The celebrated director of such films as The Thin Blue Line and the Oscar-winning The Fog of War investigates some of photography's most iconic, enduring, and mysterious images in Believing Is Seeing from Penguin Press.
Is it true you were once a private eye? Has it influenced how you look at the truth?
It's true I worked as a detective, but I think the desire to investigate things... either you have it or you don't. It's the Dupin or the Sherlock Holmes in me. Almost all of my work has been about this underlying belief that we can figure things out. And every photograph is a mystery. Photographs rip a swatch from the fabric of reality. They decontextualize. But they're still connected to the world, and they tell two stories: one about our belief about images, but also about one moment in history, of something happening at one moment in front of one particular lens. At its heart, this is a romantic book. To try to figure out—what was that world recorded by James Fenton? Or the world of Amos Humiston and the photograph found in his hands on the battlefield at Gettysburg?
Many of these stories first appeared on your blog at the New York Times. When did you realize you had a book on your hands?
When I realized I could actually write. The first big piece I did was on the James Fenton photographs of the Crimean War. You wouldn't imagine that it would be the kind of subject matter that would attract a lot of attention, but it did. The piece—and the book—is about photographs as a way of entering history through something very specific. If you pick up any one of the hundreds of histories of the Crimean War, invariably it will start off with a description of the historical antecedents and gradually and chronologically you will enter in the story. Same with biography; you open one and you're reading about someone's maternal grandparents. What a photograph allows you to do is to enter history in the middle of everything. As I imagine it, you walk into the photographs and start looking around. That's the beginning of a mystery.
It was your investigation into Fenton's photographs—and your team's attempt to establish what time they were taken by analyzing every stone and shadow—that first made the Crimean War real to me, that persuaded me that it actually happened. So as you say, photographs seem to make history not only specific but material.
We're connected through particulars—that's really our experience of being alive. When I ended up in Crimea, I had a map from 1855 with me. I was standing on a hill that the map called Snail Hill. I looked down, and there were little snails all over the place. Later I read a soldier's account of being in one of the trenches on Snail Hill, and he was surrounded by all of the little snails. I felt suddenly connected to history, and connected through particulars, through the odd details.
You're rare in that unlike most people who have written a great deal about photography, you've actually worked extensively with cameras. Photography isn't abstract to you. Has this influenced how you'd read, say, Sontag or Barthes?
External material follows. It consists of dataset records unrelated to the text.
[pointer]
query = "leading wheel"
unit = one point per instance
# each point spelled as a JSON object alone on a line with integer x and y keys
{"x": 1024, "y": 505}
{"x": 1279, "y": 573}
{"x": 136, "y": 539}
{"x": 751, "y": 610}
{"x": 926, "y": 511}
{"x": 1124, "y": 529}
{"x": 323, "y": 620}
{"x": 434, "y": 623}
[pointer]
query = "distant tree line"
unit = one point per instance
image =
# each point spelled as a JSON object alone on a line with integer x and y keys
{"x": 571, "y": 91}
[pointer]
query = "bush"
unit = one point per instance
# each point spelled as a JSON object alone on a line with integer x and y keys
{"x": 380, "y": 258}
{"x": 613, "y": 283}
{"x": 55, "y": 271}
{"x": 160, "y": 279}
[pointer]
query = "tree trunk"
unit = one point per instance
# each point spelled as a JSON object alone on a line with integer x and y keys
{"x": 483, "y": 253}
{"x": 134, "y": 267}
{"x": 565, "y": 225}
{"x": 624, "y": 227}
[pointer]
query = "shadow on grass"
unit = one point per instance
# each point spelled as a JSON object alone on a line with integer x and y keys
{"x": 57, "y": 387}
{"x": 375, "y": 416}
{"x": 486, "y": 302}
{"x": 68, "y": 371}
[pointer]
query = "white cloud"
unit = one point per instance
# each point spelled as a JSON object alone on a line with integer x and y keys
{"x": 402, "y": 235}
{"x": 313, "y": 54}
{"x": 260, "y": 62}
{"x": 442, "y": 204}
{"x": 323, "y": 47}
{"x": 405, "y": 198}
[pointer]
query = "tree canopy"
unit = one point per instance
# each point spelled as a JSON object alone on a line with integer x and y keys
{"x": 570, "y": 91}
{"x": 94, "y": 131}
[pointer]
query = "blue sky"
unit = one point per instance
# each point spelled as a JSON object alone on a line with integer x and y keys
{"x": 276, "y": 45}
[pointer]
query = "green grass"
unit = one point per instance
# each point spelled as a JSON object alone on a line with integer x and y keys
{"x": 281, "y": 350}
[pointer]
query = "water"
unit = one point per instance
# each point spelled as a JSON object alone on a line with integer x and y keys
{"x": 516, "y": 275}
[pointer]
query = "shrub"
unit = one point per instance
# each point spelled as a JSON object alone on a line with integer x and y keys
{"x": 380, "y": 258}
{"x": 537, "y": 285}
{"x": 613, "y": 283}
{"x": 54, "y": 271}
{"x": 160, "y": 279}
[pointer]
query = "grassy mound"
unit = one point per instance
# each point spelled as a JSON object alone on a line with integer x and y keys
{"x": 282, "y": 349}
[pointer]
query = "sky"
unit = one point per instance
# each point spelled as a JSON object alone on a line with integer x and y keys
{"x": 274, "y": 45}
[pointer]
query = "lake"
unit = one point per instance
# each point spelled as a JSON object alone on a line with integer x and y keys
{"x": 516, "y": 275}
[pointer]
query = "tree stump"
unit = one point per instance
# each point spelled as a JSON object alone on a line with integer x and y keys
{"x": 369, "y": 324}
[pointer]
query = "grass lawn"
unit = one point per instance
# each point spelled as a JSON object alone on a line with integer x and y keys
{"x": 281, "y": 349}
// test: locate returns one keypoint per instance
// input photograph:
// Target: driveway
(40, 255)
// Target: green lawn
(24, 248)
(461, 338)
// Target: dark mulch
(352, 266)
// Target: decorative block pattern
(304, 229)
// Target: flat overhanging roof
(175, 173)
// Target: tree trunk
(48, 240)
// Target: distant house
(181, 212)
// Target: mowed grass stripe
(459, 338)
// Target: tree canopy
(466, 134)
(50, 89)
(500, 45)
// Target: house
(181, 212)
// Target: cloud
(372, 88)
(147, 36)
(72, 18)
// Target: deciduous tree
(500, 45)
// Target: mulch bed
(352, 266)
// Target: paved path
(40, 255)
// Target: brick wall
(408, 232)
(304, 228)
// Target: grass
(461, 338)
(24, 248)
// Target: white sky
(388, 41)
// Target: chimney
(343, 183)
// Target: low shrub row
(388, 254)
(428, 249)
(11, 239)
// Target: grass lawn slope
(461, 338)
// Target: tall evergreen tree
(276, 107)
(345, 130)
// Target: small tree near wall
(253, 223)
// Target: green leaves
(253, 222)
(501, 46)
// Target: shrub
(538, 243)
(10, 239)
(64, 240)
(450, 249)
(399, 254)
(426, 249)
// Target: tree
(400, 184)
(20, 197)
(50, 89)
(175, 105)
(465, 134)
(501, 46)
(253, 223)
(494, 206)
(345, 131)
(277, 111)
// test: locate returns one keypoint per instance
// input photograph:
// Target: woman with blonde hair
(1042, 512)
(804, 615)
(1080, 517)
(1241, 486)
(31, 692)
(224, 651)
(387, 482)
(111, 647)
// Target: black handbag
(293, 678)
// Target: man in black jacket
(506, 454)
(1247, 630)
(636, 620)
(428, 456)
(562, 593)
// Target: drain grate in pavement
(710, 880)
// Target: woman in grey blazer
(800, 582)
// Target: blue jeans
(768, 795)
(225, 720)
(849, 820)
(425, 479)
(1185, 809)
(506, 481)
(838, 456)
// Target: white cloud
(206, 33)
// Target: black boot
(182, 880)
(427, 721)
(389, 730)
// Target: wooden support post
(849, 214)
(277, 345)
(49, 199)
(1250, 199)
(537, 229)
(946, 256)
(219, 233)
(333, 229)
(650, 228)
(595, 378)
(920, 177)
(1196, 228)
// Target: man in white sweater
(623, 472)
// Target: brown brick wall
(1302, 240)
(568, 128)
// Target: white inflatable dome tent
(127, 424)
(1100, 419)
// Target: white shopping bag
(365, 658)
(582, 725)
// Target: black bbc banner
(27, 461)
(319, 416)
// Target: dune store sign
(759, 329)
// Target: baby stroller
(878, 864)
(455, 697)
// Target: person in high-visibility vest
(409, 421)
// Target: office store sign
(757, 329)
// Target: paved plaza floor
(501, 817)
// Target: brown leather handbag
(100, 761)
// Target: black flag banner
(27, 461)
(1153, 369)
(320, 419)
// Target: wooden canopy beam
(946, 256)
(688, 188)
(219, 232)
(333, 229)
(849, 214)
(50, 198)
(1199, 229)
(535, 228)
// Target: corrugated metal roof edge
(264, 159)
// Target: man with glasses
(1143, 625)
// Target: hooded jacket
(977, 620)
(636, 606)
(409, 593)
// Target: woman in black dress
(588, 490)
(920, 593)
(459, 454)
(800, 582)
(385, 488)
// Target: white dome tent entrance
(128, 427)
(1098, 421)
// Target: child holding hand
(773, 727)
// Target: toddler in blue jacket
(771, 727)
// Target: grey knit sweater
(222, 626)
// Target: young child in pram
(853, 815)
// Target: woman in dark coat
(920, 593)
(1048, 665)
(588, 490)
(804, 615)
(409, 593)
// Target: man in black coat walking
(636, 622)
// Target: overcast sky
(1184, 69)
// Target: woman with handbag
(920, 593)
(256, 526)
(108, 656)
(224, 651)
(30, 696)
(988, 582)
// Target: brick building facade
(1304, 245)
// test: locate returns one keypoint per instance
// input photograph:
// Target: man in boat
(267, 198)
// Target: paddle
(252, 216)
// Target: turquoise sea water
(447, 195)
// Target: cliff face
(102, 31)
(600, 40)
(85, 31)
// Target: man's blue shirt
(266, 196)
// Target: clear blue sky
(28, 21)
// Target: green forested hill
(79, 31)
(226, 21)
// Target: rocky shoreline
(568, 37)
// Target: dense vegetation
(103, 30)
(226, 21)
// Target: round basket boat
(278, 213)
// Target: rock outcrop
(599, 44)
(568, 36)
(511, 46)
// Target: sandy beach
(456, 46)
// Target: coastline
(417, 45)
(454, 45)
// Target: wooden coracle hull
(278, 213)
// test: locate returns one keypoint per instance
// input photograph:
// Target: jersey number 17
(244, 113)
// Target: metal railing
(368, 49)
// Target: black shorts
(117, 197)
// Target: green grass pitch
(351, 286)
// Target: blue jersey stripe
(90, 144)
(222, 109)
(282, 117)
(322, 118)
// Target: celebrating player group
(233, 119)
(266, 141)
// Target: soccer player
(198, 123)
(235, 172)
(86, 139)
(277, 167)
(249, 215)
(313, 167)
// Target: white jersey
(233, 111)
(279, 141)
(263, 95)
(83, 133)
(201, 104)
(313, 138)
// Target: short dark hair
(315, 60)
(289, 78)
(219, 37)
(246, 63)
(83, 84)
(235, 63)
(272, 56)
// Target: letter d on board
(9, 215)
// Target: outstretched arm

I know that Sontag's essay on the Abu Ghraib photos in the New York Times magazine influenced me in so many ways, although I didn't agree with her conclusions. What she didn't do—and what I have tried to do—is accept that photographs are never a given. We may think we know what a photograph means, we may think we know what it's of, but we don't. To me the Abu Ghraib photos are a perfect example of a kind of mystery. What was going on? Were they all taken for the same reasons? Who were the people that took them? Whenever you look at a photograph, you're looking at what is no longer there. The photograph is there, but what was photographed is transient, is gone. Proust had his madeleines. I have my photographs.